Ibaneis foi afastado do cargo por 65 dias durante as investigações e alvo de busca e apreensão. Ao retornar, afirmou estar “de coração limpo”. Em março de 2025, o ministro Alexandre de Moraes, do Supremo Tribunal Federal (STF), determinou o arquivamento do inquérito em relação ao governador, apontando ausência de indícios de omissão ou interferência nas ações das forças de segurança.

Na área administrativa, o governo avançou em medidas voltadas aos servidores. Entre 2024 e 2025, foram concedidos reajustes salariais e reestruturações de carreira. O pacote incluiu aumento de até 27,2% para policiais,  aprovado pelo Congresso Nacional e sancionado pelo presidente Luiz Inácio Lula da Silva (PT), além da ampliação das gratificações por titulação para professores.

Também foram realizadas mais de 2 mil nomeações de policiais e bombeiros. Outro destaque foi a criação do GDF Saúde, plano voltado aos servidores do DF, que atende mais de 80 mil beneficiários.

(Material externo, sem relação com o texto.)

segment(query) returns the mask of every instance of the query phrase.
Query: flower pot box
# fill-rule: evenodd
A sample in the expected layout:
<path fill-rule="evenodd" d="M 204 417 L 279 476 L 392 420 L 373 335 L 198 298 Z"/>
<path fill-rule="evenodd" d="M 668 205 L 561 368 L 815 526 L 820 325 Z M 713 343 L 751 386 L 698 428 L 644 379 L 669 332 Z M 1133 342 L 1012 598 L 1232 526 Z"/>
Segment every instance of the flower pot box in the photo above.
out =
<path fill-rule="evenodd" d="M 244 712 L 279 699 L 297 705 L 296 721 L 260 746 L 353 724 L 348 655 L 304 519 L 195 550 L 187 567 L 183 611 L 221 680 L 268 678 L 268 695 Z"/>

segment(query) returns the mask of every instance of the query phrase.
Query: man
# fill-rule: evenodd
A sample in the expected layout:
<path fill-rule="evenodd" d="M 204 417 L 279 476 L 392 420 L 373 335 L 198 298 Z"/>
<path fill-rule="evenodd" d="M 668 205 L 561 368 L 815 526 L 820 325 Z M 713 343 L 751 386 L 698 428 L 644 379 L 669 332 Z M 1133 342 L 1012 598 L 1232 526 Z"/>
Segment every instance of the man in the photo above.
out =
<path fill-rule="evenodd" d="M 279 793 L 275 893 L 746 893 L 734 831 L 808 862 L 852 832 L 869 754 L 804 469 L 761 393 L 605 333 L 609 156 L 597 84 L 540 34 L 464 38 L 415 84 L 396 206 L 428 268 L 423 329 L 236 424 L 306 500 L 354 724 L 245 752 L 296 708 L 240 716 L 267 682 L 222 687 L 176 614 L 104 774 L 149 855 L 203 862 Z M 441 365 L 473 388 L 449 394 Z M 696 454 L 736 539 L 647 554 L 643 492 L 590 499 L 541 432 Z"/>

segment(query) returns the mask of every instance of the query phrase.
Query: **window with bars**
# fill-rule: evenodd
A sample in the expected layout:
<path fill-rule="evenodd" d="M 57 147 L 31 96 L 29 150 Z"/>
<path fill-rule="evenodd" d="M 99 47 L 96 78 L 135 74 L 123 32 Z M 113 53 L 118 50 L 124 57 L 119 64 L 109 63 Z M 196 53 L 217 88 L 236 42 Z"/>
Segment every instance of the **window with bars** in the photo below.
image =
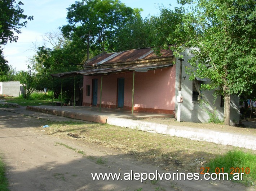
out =
<path fill-rule="evenodd" d="M 204 81 L 195 79 L 193 80 L 192 87 L 192 102 L 199 102 L 202 99 L 203 92 L 201 89 L 201 85 Z"/>

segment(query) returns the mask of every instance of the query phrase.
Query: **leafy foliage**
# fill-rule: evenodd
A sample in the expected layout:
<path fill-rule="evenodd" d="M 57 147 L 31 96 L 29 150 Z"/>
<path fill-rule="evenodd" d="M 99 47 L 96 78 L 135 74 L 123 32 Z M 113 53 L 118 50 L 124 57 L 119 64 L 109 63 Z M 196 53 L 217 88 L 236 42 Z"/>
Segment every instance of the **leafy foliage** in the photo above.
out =
<path fill-rule="evenodd" d="M 26 27 L 28 20 L 33 20 L 32 16 L 23 14 L 24 9 L 20 6 L 23 5 L 21 1 L 15 4 L 15 0 L 0 1 L 0 45 L 6 45 L 9 42 L 17 42 L 17 34 L 21 34 L 20 29 Z M 8 61 L 3 56 L 3 48 L 0 46 L 0 75 L 6 75 L 10 69 Z"/>
<path fill-rule="evenodd" d="M 255 1 L 179 2 L 188 4 L 189 9 L 176 9 L 173 15 L 184 14 L 177 23 L 175 21 L 176 29 L 170 32 L 170 38 L 160 35 L 167 44 L 177 45 L 177 55 L 185 47 L 194 47 L 191 52 L 194 56 L 187 71 L 190 79 L 195 76 L 211 79 L 202 88 L 218 89 L 217 93 L 224 96 L 224 123 L 229 125 L 230 95 L 251 92 L 256 83 Z M 167 20 L 168 23 L 171 20 Z"/>
<path fill-rule="evenodd" d="M 66 37 L 83 42 L 87 41 L 89 33 L 91 48 L 107 51 L 116 30 L 125 25 L 133 13 L 132 8 L 118 0 L 76 1 L 68 8 L 69 24 L 63 26 L 61 31 Z"/>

A gestão, no entanto, também foi atingida por investigações em diferentes áreas, como as secretarias de Esporte e Educação, além do Iges-DF e do Iprev-DF.

No caso do Iprev, o ex-presidente Ney Ferraz Júnior foi condenado por corrupção e lavagem de dinheiro pela Justiça do DF. Ele nega as acusações e recorre ao Superior Tribunal de Justiça (STJ). Após a decisão em segunda instância, Ibaneis determinou sua exoneração do cargo de secretário de Economia.

Já nos últimos meses de governo, uma nova crise surgiu com o caso envolvendo o Banco de Brasília (BRB) e operações com o Banco Master, investigadas pela Polícia Federal na Operação Compliance Zero.

Ibaneis afirmou que não participou diretamente das negociações e disse que a operação havia sido apresentada como uma estratégia para transformar o BRB em um dos maiores bancos do país, sem necessidade de aporte do governo. Declarou ainda não ter conhecimento técnico sobre o sistema financeiro e afirmou que não sabe “nem passar Pix”.

Questionado sobre a compra de R$ 16 bilhões em carteiras de crédito do Banco Master, disse que só tomou conhecimento mais detalhado quando surgiram os problemas.

Com a saída do governo, Ibaneis passa a focar na disputa pelo Senado. Ele afirma que tentará construir uma candidatura unificada no campo da centro-direita, embora reconheça a possibilidade de fragmentação.

Entre os nomes no cenário estão Bia Kicis (PL), Michelle Bolsonaro (PL), Sebastião Coelho (Novo) e o próprio Ibaneis.

As eleições estão marcadas para o dia 4 de outubro de 2026. No DF, Ibaneis deve apoiar Celina Leão, que assume o governo e passa a ser sua principal aposta na sucessão.